概日リズムの周期は、CLOCKやBMAL1といった「circadian clock components 」と総称されるタンパク質たちが下流遺伝子の発現を制御することで作り出すことが知られている。
2017年のノーベル医学賞にもなった概日リズム。近年とってもホットな領域ですが、概日リズムとウイルス感染の関連はこの論文がお初らしいです。なんか意外。
この論文のポイントとしては、
- 時計分子であるBMAL1とERBaがフラビウイルス科に属するヒト肝炎C型ウイルス (HCV) やデングウイルスを抑制することを発見!
- これには、接着因子や脂質代謝など、様々なパスウェイが背景にあることを発見!
- ERBaのアゴニストによってフラビウイルスの感染をコントロール出来ることを発見!
などが挙げられます。特に3は、最近のウイルス学分野の論文でよく見る展開ですね。「この現象は新しい治療法のターゲットにもなり得るから、臨床医学的にも大事だぜ」という。

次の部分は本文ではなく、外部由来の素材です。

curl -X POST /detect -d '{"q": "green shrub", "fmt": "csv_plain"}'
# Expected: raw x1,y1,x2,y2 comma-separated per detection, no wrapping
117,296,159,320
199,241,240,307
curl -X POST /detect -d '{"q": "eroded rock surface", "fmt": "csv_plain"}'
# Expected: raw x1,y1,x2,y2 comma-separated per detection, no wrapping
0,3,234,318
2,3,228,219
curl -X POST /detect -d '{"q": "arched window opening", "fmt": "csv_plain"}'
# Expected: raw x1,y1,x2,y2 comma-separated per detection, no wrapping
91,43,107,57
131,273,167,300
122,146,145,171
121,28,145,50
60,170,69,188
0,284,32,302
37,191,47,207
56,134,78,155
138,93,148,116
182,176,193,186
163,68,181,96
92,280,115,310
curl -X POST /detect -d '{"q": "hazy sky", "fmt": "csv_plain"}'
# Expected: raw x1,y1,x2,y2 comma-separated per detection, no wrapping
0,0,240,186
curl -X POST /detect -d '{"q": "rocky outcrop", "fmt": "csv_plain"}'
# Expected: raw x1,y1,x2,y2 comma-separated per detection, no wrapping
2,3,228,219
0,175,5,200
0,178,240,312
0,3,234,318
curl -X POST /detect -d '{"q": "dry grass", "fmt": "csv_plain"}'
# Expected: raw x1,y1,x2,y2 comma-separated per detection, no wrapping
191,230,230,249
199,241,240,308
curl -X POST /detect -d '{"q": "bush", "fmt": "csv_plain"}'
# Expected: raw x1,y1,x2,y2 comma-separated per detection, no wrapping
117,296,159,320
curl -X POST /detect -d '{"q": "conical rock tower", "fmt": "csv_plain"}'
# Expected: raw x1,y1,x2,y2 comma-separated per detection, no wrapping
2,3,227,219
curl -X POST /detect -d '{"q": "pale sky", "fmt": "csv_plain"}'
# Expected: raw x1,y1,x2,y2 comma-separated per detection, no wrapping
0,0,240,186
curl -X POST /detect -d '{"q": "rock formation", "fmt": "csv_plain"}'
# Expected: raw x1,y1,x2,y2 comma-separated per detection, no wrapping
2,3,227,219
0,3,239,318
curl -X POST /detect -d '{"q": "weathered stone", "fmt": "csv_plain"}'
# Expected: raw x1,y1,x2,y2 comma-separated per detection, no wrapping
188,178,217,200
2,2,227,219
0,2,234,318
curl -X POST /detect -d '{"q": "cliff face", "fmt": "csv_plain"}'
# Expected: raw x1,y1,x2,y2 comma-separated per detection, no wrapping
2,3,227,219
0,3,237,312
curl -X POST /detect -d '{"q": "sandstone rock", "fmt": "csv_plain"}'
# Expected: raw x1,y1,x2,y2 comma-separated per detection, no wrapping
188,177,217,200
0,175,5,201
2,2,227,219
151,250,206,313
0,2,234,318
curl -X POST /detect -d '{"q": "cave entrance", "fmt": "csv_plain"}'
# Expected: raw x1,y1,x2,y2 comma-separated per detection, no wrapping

個人的に気になることとしては、HCV感染や脂質代謝を制御するmiR122には敢えてあまり突っ込まず、どころかfig7のGraphical abstractからもオミットしちゃってる点でしょうか。新しい現象を見つけた時、その分子機構が既知のものならインパクトが下がっちゃう気がするのでクレバーな判断なのかもしれませんが…
まぁそれでも、マイルストーン的なスゴイロンブンである事は間違いないと思います。近いうち、ウイルス学でのディスカッションにおいて、「アッセイした時間」が重要になるのかも知れないですね。そうなったら学生は死にますが…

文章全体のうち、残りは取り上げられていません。